We nurtured what was vulnerable as a nation and brought something beautiful to life again. I say, let’s embrace the eagle as our symbol after all, to represent not our allegiance to power, but our commitment to hope.[8]
We follow a Rabbi named Jesus who said that the greatest people are those who serve, and that love is stronger than death, and that forgiveness is more powerful than our ability to destroy each other. Together, we saved the bald eagle from being wiped out. What if we chose to use the power of love, service, and humility in bringing reconciliation to South Sudan, or the Middle East, or along our nation’s borders, or in our political discourse, or in our own homes? My prayer is that in my life, and in our lives together, we might be found to be faithful to Christ’s call to serve, to love, and to forgive. For the sake of the world, may it be so. Amen.
[1]http://www.slate.com/articles/health_and_science/holidays/2013/11/benjamin_franklin_turkey_symbol_why_he_hated_the_bald_eagle_for_the_great.single.html
[2] http://www.somerset-kentucky.com/features/x962125601/A-Harrowing-Tale-that-Indeed-is-True
[3] Hawks in Flight: The Flight Identification of North American Migrant Raptors by Sutton, C.; Dunne, P.; Sibley, D. (Houghton Mifflin Harcourt, 1989).
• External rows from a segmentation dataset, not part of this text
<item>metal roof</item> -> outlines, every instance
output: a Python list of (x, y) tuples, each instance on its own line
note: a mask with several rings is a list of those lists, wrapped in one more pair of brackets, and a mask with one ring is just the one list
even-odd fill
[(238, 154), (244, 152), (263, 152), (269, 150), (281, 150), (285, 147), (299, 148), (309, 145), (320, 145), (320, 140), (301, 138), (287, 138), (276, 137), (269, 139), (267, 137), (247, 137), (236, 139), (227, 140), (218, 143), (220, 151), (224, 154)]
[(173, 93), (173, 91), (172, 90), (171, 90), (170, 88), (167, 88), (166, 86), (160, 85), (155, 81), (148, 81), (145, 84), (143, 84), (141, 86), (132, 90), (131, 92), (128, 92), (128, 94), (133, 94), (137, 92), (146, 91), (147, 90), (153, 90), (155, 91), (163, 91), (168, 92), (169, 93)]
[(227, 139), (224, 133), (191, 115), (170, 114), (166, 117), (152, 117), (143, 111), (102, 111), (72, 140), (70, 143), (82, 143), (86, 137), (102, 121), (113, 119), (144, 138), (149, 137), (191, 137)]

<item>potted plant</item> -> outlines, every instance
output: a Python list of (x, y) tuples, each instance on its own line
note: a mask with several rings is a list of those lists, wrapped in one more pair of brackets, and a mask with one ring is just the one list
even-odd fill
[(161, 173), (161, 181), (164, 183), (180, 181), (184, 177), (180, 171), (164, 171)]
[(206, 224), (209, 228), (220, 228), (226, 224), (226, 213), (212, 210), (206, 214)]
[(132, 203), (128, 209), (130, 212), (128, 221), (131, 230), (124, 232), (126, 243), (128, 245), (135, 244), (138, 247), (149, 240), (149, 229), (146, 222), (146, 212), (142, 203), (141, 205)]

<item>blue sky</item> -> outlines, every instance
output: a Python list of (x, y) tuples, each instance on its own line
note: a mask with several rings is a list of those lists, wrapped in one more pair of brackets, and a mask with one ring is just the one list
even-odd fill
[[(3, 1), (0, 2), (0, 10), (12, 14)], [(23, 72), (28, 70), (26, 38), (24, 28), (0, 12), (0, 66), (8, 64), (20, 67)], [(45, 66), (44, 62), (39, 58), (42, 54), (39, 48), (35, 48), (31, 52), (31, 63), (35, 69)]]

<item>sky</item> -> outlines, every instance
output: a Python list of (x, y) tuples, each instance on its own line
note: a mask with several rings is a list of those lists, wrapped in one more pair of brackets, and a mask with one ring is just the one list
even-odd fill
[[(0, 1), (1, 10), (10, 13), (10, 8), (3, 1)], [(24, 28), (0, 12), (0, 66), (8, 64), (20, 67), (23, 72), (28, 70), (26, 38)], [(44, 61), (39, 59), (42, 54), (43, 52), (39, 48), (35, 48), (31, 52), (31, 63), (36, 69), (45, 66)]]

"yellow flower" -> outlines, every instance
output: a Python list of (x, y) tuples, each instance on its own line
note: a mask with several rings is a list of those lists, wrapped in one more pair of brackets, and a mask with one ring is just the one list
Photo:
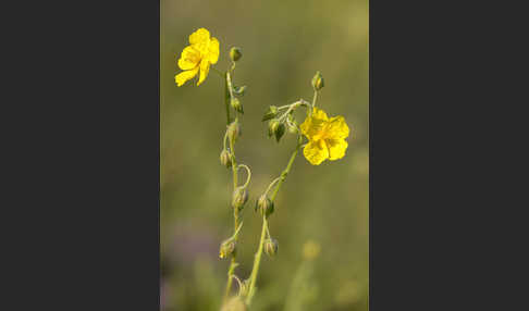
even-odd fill
[(307, 116), (299, 127), (309, 139), (303, 154), (310, 164), (319, 165), (327, 159), (333, 161), (344, 158), (349, 127), (343, 116), (329, 119), (323, 110), (315, 108), (312, 115)]
[(189, 36), (189, 46), (180, 57), (179, 67), (184, 72), (174, 77), (177, 86), (194, 78), (200, 71), (197, 85), (208, 76), (209, 66), (219, 60), (219, 40), (210, 37), (206, 28), (200, 28)]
[4] Robert Farrar Capon discusses the notion of right- and left-handed power eloquently in The Parables of the Kingdom (Eerdmans, 1985).
[5] Quoted at http://www.quotes-famous-artists.org/barbara-hepworth-famous-quotes
[6] From Brokenness to Community (Paulist Press, 1992), p. 51.
[7] http://www.fws.gov/midwest/eagle/recovery/biologue.html
[8] Consider the Birds: A Provocative Guide to Birds of the Bible (Abingdon, 2013), pp. 102-103.